Target site cleavage causes degradation of the pCcdB 
plasmid, allowing for survival and retrieval of active 
variants (Figure 2a). The two drawbacks to this system 
are that it can favor non-specific enzymes and is quite 
labor-intensive. Non-specific enzymes are generated 
because the selective pressure of the system is for 
enzyme activity rather than specificity. The selection is 
low-throughput both because of high background levels 
of survival and because a different pCcdB-containing 
strain of bacteria must be prepared for every target site 
of interest. Even a background survival as low as 0.1% 
translates into significant secondary screening efforts for 
library sizes of 10 5 or greater, as there would be on the 
order of 100 background colonies. To overcome these 
difficulties, we introduced an additional selective 
pressure for specificity that reduces background survival, 



and increased system throughput by including several 
target sites (>10) in tandem onto a single pCcdB 
plasmid, allowing a single bacterial strain to be used to 
test multiple targets. 

To select for enzyme specificity in addition to activity, a 
target DNA sequence (typically the native endonuclease 
site) for which cleavage is not desired is placed on the 
plasmid expressing the endonuclease protein (pENDO- 
HE) so that its cleavage results in loss of the HE ORF 
and hence cell death due to CcdB expression.
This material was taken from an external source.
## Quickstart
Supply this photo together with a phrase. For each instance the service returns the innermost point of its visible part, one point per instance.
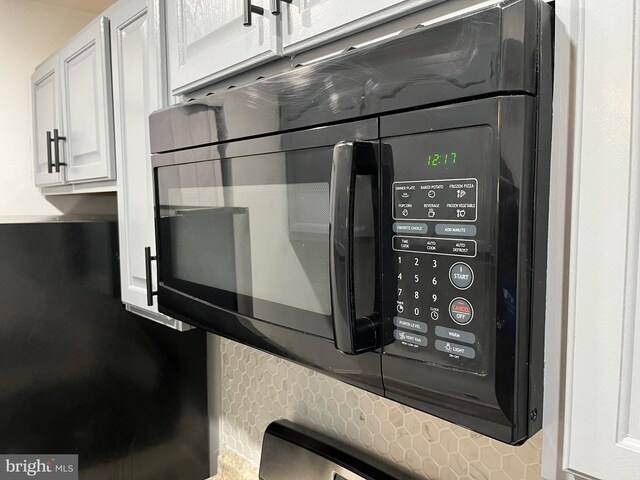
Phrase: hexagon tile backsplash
(258, 388)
Bacterial 
survival is thus linked to cleavage of the desired site on 
the toxic pCcdB as well as lack of cleavage of the un- 
desired site on the nuclease encoding pENDO-HE 
(Figure 2b). As expected, target sites that are cleaved 
well in in vitro cleavage assays resulted in low bacterial 
survival when included on the pENDO-HE plasmid, 
while positions that are cleaved with low efficiency dis- 
played high survival (Supplementary Figure SI). 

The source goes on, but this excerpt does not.